In other words, it measures how much of the available computing power is being used for actual computations and how much is idle or wasted. A high compute utilisation means that a system is being used efficiently, while a low compute utilisation indicates that there is a lot of idle or wasted computing power.

Compute utilisation is often used in cloud computing environments, where resources are shared among multiple users or applications. By optimising compute utilisation, you can maximise the efficiency of your infrastructure and reduce costs while still delivering high-quality services.

How to calculate the compute utilisation?

On a Kubernetes cluster, you can measure memory, CPU and disk utilisation. You can also measure network traffic. However, network traffic usually costs very little or nothing if it is contained within the cluster. 

Kubernetes schedules pods on each node based on the node’s capacity (CPU, memory, number of disk attachments, etc.) and the pods’ requests. If there are insufficient resources, either CPU or memory, on the existing node for a new pod, then this pod will be scheduled on another node. Possibly, a new node will be spined up if the Cluster Autoscaler is controlling the cluster. We calculate the percentage of the requests on a given node as:

requests percentage = total number of pods' requests / node capacity

It is calculated separately for CPU and memory. Then you need to calculate it for each node in a cluster. However, if you have a few dozen nodes in a cluster or more, then using a histogram is much more helpful. You split the percentage of the requests into a number of bins, e.g. ten bins for the percentage ranging between 0% and 100%. Then you visualise the number of nodes in each bin, for example: 

K8s memory utilisation - requests

As you can see, there are above 20 nodes having requests around 75%, which is fine. There are two nodes with requests around 100% (perfect) and one with requests around 30% (too low).

At the same time, the same cluster has the following CPU requests:

K8s cpu utilisation - requests

Most nodes have their requests at level 30% (quite low). This level of requests percentage of CPU and memory suggests that the node pool (or cluster) should have nodes with more memory per CPU, e.g. 8 GB per vCore rather than 4 GB per vCore.

Note: Given pods’ requests, the Kubernetes cluster will never schedule more than the total node’s capacity. 

What about actual utilisation? Developers tend to over-provision pods’ requests, i.e. they give higher requests than a pod would ever use. This practice leads to overly under-utilised Kubernetes clusters. The diagram below juxtaposes CPU and memory requests (lower row) with their utilisation (upper row).

K8s overall utilisation - matrix

You can easily see that CPU utilisation is very low. CPU is usually the most expensive resource in cloud environments. We should optimise it.

Optimising compute utilisation

The optimal compute utilisation depends on the specific use case and requirements. In general, the goal is to achieve the highest possible compute utilisation while maintaining acceptable performance and application stability levels.

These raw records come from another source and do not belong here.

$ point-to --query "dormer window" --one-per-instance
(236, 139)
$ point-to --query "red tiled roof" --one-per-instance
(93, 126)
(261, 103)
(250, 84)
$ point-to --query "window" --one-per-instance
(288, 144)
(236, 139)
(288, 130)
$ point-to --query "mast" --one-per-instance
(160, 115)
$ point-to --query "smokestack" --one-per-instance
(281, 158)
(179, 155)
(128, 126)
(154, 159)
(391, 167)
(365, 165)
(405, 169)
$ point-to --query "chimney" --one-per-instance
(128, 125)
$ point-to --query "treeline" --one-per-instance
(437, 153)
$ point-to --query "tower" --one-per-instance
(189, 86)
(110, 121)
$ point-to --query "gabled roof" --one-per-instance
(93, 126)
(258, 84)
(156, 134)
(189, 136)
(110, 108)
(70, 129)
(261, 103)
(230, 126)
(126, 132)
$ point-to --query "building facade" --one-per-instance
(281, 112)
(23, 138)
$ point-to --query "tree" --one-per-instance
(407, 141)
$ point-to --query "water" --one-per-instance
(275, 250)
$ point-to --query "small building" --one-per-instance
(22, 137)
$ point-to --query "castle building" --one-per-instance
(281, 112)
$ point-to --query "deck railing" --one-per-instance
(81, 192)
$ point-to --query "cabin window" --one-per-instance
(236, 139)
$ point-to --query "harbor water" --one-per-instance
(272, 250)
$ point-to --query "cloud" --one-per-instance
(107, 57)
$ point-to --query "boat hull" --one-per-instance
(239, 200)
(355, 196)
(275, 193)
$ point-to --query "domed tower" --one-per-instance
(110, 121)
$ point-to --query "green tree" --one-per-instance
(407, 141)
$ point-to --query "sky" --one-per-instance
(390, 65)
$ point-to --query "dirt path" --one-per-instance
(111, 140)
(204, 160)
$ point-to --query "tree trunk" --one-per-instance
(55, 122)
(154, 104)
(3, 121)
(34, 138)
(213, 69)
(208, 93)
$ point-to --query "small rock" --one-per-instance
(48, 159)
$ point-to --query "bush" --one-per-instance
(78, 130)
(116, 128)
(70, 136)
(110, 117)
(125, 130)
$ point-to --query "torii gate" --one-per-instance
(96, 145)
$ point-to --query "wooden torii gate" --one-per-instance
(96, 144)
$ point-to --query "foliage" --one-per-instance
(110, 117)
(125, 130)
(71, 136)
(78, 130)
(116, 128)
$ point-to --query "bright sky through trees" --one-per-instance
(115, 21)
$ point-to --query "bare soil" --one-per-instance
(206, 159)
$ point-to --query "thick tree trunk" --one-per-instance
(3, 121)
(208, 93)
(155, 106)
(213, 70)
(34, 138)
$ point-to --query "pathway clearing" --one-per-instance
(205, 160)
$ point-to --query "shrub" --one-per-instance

We do not want to throttle the application’s performance (CPU) or, even worse, let it crash due to an out-of-memory error (OOMKilled).   

For example, in a cloud computing environment, the optimal compute utilisation density may be different for different types of workloads. Some applications may require more computing resources than others, and some may be more sensitive to latency or network bandwidth limitations.

In addition, the optimal compute utilisation density may change over time as the workload and demand on the system fluctuate. Therefore, it is important to continually monitor and optimise compute utilisation density to ensure that resources are being used effectively and efficiently.

Overall, the optimal compute utilisation density is a balance between maximising resource utilisation and maintaining performance and availability requirements for the system or application.